Charpentier, 12 points

Wednesday, May 12, 2021

It is this manuscript that started it all—or more specifically, the first few bars of the page. The collection of autograph music by Marc-Antoine Charpentier (1643-1704) gathered in a volume known as Mélanges autographes, vol. 10, contains the Te Deum (H. 146), whose opening bars we have been hearing more and more as we count down to the Eurovision Song Contest final on May 22. It has been a meteoric rise for a composer who went from being relatively obscure in the middle of the 20th century to someone whose melody is the official anthem of the European Broadcasting Union (EBU).

In the preface to H. W. Hitchcock’s Charpentier catalog published in 1982, Norbert Dufourcq looks back on the development of Charpentier studies. He observes that after World War II, the dominance of Germanic composers in French scholarship had finally come to an end, paving the way for a full consideration of the composer’s oeuvre. Modern studies on the composer had emerged in the early 20th century, but even in 1945 Claude Crussard’s monograph labeled Charpentier a “forgotten composer”. The post-war period saw fresh scholarship, concerts, recordings, and modern performing editions that brought Charpentier into the light and to the attention of people outside of France.

Guy Lambert published a modern edition of the Te Deum in 1943. A recording conducted by Louis Martini using Lambert’s edition (Erato, 1953) won the Grand Prix du Disque and brought further attention to this work. Charpentier was gaining momentum.
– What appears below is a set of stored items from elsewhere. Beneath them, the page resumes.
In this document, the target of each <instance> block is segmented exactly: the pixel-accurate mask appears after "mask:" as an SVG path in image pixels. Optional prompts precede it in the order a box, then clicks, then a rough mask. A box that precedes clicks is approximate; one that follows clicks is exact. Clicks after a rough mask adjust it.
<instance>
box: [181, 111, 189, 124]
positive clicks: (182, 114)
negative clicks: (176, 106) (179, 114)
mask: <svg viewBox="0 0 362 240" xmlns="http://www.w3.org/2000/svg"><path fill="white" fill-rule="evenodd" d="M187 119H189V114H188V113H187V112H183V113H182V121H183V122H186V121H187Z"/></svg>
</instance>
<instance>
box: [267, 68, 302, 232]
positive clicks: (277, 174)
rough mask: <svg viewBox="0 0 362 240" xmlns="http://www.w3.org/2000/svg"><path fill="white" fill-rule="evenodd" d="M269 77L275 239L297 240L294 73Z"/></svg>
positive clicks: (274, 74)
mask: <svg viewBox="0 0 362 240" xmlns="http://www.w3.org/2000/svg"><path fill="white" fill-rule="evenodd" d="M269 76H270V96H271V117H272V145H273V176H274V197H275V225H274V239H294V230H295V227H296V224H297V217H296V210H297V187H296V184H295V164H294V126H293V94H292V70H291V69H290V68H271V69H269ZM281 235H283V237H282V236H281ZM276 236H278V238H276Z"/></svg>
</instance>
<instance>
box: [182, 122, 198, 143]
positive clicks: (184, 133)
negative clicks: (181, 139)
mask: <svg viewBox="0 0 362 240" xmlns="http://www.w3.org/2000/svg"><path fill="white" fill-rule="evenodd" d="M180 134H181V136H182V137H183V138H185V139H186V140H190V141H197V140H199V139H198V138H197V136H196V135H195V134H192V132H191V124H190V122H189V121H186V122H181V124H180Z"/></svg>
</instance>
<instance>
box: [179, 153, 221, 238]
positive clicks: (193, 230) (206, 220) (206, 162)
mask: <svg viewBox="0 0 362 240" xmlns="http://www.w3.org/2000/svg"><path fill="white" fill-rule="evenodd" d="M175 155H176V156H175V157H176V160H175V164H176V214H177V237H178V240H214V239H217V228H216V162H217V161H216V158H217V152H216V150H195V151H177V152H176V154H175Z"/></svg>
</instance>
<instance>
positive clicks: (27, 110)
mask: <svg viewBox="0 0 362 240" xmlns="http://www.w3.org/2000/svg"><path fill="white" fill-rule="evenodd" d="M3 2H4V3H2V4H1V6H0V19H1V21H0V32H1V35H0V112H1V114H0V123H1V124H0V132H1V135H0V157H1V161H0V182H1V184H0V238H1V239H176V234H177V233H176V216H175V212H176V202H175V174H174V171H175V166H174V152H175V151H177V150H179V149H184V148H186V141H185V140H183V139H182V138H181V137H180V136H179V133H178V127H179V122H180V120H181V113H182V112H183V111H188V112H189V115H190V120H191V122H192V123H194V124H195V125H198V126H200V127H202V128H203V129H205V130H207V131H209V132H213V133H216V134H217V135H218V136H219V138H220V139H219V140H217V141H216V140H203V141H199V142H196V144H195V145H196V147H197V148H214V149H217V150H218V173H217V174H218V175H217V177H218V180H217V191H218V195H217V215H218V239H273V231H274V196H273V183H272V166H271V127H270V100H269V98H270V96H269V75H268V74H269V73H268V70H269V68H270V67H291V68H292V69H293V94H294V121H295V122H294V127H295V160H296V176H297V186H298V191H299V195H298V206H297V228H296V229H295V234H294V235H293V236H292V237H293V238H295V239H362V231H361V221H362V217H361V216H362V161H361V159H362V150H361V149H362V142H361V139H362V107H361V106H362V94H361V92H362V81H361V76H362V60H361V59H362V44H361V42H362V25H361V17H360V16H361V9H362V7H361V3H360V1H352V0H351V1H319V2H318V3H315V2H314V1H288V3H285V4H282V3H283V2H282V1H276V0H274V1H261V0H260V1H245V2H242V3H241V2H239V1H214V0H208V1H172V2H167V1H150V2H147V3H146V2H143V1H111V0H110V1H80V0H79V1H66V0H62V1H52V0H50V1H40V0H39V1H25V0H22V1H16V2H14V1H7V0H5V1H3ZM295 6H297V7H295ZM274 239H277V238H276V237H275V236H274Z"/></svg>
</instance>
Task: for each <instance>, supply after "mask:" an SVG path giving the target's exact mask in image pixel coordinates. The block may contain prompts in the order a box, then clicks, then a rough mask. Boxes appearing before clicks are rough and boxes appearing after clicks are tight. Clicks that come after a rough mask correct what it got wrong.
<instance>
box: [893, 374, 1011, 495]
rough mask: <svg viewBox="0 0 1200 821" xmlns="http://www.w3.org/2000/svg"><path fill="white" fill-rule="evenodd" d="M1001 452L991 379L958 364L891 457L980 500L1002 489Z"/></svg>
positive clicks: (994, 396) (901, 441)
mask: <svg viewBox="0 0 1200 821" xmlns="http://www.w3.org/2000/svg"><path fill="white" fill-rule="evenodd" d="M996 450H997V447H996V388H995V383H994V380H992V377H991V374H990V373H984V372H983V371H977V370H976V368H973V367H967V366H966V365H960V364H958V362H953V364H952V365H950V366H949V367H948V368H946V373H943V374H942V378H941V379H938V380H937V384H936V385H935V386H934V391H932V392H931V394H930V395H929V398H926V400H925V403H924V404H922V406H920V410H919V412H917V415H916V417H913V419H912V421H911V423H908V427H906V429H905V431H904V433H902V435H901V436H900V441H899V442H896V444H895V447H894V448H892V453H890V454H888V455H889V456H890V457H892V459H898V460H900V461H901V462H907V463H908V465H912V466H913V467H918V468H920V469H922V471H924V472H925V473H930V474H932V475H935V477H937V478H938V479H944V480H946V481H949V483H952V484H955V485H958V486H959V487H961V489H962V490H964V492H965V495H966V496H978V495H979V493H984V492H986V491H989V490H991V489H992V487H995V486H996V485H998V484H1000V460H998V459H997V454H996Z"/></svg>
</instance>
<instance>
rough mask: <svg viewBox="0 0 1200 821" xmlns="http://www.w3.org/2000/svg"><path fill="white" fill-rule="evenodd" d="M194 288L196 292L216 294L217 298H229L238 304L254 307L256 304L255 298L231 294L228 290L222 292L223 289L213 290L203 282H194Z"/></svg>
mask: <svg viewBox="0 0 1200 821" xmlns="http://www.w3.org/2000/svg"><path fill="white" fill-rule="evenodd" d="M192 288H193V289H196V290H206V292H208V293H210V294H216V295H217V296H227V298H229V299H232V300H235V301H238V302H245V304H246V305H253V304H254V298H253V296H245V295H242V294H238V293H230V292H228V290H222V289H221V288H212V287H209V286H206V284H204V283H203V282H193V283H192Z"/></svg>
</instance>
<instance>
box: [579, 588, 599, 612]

In 1954, the first 8 (or 16, if you repeat) measures of the Prelude to the Te Deum made their debut as the EBU anthem, heard during a broadcast of a narcissus festival in Switzerland. The anthem also, of course, heralded in the first iteration of the Song Contest two years later. It is still somewhat unclear how the piece came to the attention of the EBU; scholars sometimes point to Lambert’s uncovering of the piece, or maybe it was the BBC, or just a fortuitous discovery. Thomas Betzwieser examined the EBU archives in Geneva but found no discussion of this piece linking it to an EBU decision; he suspects that the selection was made on a national level, which would point the search for relevant documentation to local archives.

Thanks to the major import of 20,000 records from RISM France last year, the RISM database now has all 28 of Charpentier’s bound Mélanges autographes. Volume 10, containing the Te Deum, includes other motets. Just over half of the volumes can be found online through Gallica.

Image: Opening of Marc-Antoine Charpentier’s Te Deum, in bound collection Mélanges autographes, vol. 10, Bibliothèque nationale de France (RISM ID no. 840024141), from gallica.bnf.fr / BnF.